Amazon and WhatsApp have been scolded by the privacy campaigning group the Electronic Frontier Foundation over their “disappointing” privacy practices, and told that they can and should be doing better in its yearly review.

The seventh annual Who Has Your Back privacy report analysed the policies and public actions of 26 companies, rating them out of five categories covering industry best practices, privacy policies and their dealing with governments – including two new entries of “promises not to sell out users” and “stands up to National Security Letter (NSL) gag orders”.

While nine companies earned top ratings with five stars, including Adobe, Dropbox, Lyft and Uber, some of the biggest names in technology scored only four, including Apple, Google and Microsoft. It was Amazon and WhatsApp, both of which scored only two stars in the EFF’s rating, that were singled out in the report, however.

“We were disappointed that two technology companies fell short of other online services: Amazon and WhatsApp,” the EFF said. “While both companies have adopted industry-accepted best practices of requiring a warrant for content, publishing law enforcement guidelines, and publishing a transparency report, and while we applaud both companies for advocating for reforms to overbroad NSA surveillance, these two companies are not acting as leaders in other criteria that we examine.”

The two companies – one that handles private communications, the other the world’s largest retailer with a track record of good customer service – were criticised for not having strong public policies around the notification of government data requests. They were also criticised for not meeting the EFF’s benchmark for not selling out users and a lack of on-the-record policies to request judicial review of the gag orders that accompany NSLs, which are akin to subpoenas for user activity and have, the EFF says, contributed to the “widespread abuse of this investigatory tool” that can be deployed without judicial review.

The EFF said: “We urge both Amazon and WhatsApp to improve their policies in the coming year so they match the standards of other major online services.”

US telecoms companies AT&T, Comcast, T-Mobile and Verizon, which each scored just one star, were also lambasted for failing to commit to keeping users informed on disclosure of their data, and for failing to publicly state a policy of requested judicial review of the gag orders of NSLs.

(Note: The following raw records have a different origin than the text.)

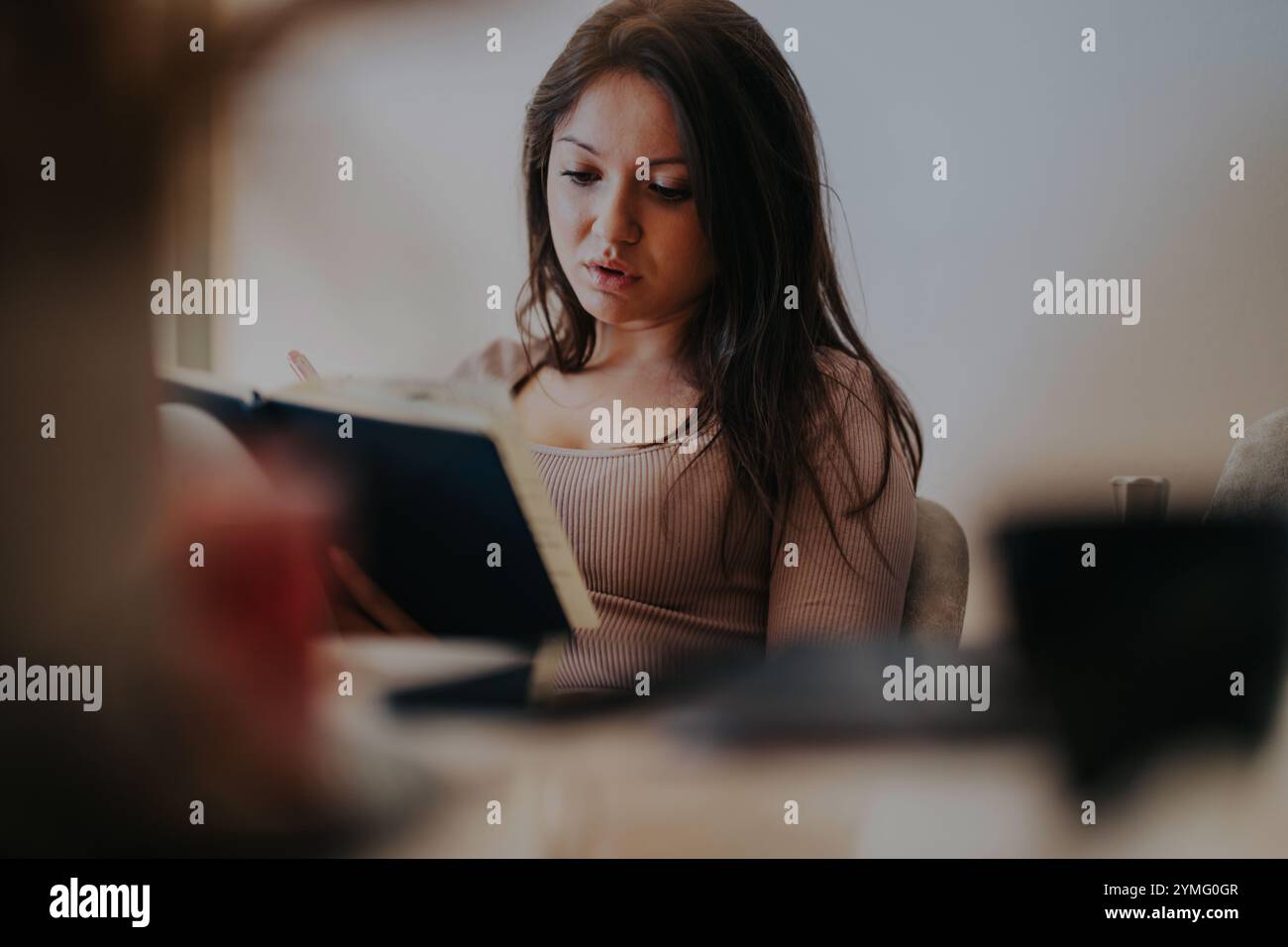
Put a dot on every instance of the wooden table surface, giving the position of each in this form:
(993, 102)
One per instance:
(627, 785)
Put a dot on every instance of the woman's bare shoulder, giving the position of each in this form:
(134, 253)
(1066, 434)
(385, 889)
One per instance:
(501, 360)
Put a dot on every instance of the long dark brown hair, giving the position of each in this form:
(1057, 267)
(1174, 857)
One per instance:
(759, 183)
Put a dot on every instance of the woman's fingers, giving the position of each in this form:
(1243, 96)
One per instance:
(373, 600)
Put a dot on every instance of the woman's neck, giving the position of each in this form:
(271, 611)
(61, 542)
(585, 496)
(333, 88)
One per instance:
(626, 348)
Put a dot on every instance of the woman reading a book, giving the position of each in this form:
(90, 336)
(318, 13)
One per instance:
(679, 258)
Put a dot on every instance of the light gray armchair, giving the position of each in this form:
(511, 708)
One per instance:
(1256, 474)
(934, 605)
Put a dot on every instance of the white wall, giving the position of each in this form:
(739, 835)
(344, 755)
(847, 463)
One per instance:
(1112, 163)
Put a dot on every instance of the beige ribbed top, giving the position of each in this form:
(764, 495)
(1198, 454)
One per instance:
(662, 599)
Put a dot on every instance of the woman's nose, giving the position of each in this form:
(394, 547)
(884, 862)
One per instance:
(614, 218)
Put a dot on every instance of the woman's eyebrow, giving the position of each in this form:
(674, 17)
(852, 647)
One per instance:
(652, 162)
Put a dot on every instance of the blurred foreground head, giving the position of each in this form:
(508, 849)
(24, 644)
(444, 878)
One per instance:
(89, 547)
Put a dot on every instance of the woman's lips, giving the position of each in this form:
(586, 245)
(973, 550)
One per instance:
(606, 278)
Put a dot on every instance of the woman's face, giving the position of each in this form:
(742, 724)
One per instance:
(632, 250)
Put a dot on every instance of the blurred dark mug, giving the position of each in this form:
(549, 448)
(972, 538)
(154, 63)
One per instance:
(1142, 634)
(1140, 497)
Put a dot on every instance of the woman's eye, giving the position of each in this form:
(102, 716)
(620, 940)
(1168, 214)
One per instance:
(671, 193)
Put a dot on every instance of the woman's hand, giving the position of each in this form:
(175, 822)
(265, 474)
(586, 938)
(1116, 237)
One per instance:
(369, 608)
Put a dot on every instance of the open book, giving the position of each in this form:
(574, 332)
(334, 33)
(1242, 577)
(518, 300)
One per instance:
(445, 508)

The report highlights that progress has been made within the technology industry with regard the protection of privacy of users in the last seven years, noting that all of the 26 evaluated companies this year have implemented at least some of the practices that were considered top-drawer in 2011.

It also praises the actions of some 21 of the evaluated companies in attempts to change some of the “fundamentally flawed laws in the US” concerning government access to data, including the FISA Amendments Act of 2008 that underpins much of the NSA’s mass surveillance of the internet.

EFF senior staff attorney Nate Cardozo said: “The tech industry as a whole has moved toward providing its users with more transparency, but telecommunications companies — which serve as the pipeline for communications and internet service for millions of Americans — are failing to publicly push back against government overreach.

“Both legacy telcos and the giants of Silicon Valley can and must do better. We expect companies to protect, not exploit, the data we have entrusted them with.”
Amazon has not responded to a request for comment. WhatsApp has declined to comment.